Tischtennis: Verbandsliga
Sechs aus Neun

Greven -

Die 2:9-Niederlage gegen Spitzenreiter TB Beckhausen wirkt bei der DJK Greven nach. Doch das ist nicht der einzige Grund, warum der Tischtennis-Verbandsligist zurückhaltend optimistisch der Partie in Metelen entgegen sieht.

Freitag, 13.10.2017, 08:00 Uhr aktualisiert: 13.10.2017, 12:38 Uhr
Nächster Verbandsligaeinsatz? Mit seinen bisherigen Vorstellungen hat sich Roman Lakenbrink jedenfalls für einen Einsatz im DJK-Team empfohlen.
Nächster Verbandsligaeinsatz? Mit seinen bisherigen Vorstellungen hat sich Roman Lakenbrink jedenfalls für einen Einsatz im DJK-Team empfohlen. Foto: sba

So ganz spurlos ist die happige 2:9-Schlappe vom vergangenen Wochenende denn doch nicht an den Tischtennisherren der DJK vorbei gegangen. Dass sie am Ende gegen Tabellenführer TB Beckhausen chancenlos sein würden, damit hatten die Blau-Weißen nicht gerechnet. Daher kommt es auch nicht von ungefähr, dass der Tabellenfünfte an diesem Samstag mit gemischten Gefühlen nach Metelen reist, wo ein Gegner wartet, der sein Leistungsvermögen offenbar noch nicht abgerufen hat. Fragezeichen gibt es aber nicht nur im Hinblick auf den Gegner. Die eigene personelle Situation lässt ebenfalls rätseln.

Während die DJK sportlich eine bislang achtbare Bilanz erzielt hat, sorgt das sich seit Saisonbeginn unfreiwillig schwungvolle Personalkarussell für Unsicherheit. Beim Gastspiel in Metelen soll erst am Spieltag selbst das Geheimnis gelüftet werden, mit welcher Aufstellung Greven an die Tische tritt. Und das nicht aus taktischen Gründen.

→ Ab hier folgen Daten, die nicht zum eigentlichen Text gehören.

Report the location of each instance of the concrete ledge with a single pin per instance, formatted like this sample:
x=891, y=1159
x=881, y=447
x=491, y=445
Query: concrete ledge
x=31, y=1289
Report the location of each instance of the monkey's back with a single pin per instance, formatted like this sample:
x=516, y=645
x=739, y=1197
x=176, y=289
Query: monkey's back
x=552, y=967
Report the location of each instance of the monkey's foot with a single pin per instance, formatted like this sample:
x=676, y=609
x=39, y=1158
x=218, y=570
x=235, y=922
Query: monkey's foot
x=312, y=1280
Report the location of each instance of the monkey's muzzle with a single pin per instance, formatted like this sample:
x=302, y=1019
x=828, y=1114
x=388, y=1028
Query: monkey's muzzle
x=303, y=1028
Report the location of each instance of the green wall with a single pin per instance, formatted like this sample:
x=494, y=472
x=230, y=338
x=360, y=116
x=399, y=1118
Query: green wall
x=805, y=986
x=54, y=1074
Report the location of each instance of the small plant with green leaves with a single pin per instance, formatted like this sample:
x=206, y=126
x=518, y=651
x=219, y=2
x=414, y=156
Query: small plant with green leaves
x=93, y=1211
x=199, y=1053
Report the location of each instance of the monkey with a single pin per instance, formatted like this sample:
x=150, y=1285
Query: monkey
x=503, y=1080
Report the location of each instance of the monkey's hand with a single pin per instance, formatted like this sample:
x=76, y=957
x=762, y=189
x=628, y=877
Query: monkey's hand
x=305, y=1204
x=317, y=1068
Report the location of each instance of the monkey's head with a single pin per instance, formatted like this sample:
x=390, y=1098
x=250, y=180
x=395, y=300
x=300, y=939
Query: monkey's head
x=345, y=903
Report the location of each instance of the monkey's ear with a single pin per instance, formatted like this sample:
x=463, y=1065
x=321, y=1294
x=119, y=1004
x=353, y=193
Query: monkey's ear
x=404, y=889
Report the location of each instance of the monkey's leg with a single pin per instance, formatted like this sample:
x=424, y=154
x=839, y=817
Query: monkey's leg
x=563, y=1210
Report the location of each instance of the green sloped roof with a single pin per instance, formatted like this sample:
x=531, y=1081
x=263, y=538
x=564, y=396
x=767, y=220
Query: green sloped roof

Gleich bei mehreren Spielern scheint es sich erst kurzfristig zu entscheiden, ob sie zur Verfügung stehen oder nicht. Derer neun stehen auf der Liste. Max Haddick, Stephan Bothe, Matthias Kaltmeier, Reinhard Rothe und Rajeevan Sithamparanathan und Torsten Radke. Diese Stammformation wäre gesetzt. Doch das Team könnte auch ein ganz anderes Gesicht erhalten. Peter Everding, Roman Lakenbrink und Andreas Asche halten sich bereit. Aus diesen Neun werden sich die Sechs herauskristallisieren, die schließlich aufschlagen. Unsicherheit ist das eine, Selbstvertrauen das andere. Max Haddick, Spitzenspieler der Blau-Weißen, strahlt jedenfalls Zuversicht aus. „Wir werden unsere Chance suchen, egal in welcher Aufstellung.“

Allerdings dürften er und seine Mitspieler gewarnt sein vor dem TTV Metelen. Der Traditionsverein (Deutscher Pokalsieger 1958, Deutscher Mannschaftsmeister 1959, Vizemeister 1960) ist im April aus der NRW-Liga in die Verbandsliga abgestiegen und will sich hier etablieren. Doch Personalprobleme führten zu einem Fehlstart (0:6 Punkte) und erst zuletzt gegen den TuS Hiltrup zum ersten Saisonsieg.

Da die personellen Engpässe behoben scheinen, tritt der Absteiger ungeachtet der Tabellenkonstellation als Favorit gegen die DJK Greven an, denn der polnische Spitzenspieler David Ciosek ist zurück an Bord. Mit der Stammsechs zählt Metelen zur oberen Hälfte der Liga.

Dort hat sich die DJK für den Moment eingenistet. Und dürfte daher alles daran setzen, dass sich ein böses Erwachen wie in der vergangenen Woche nicht wiederholt.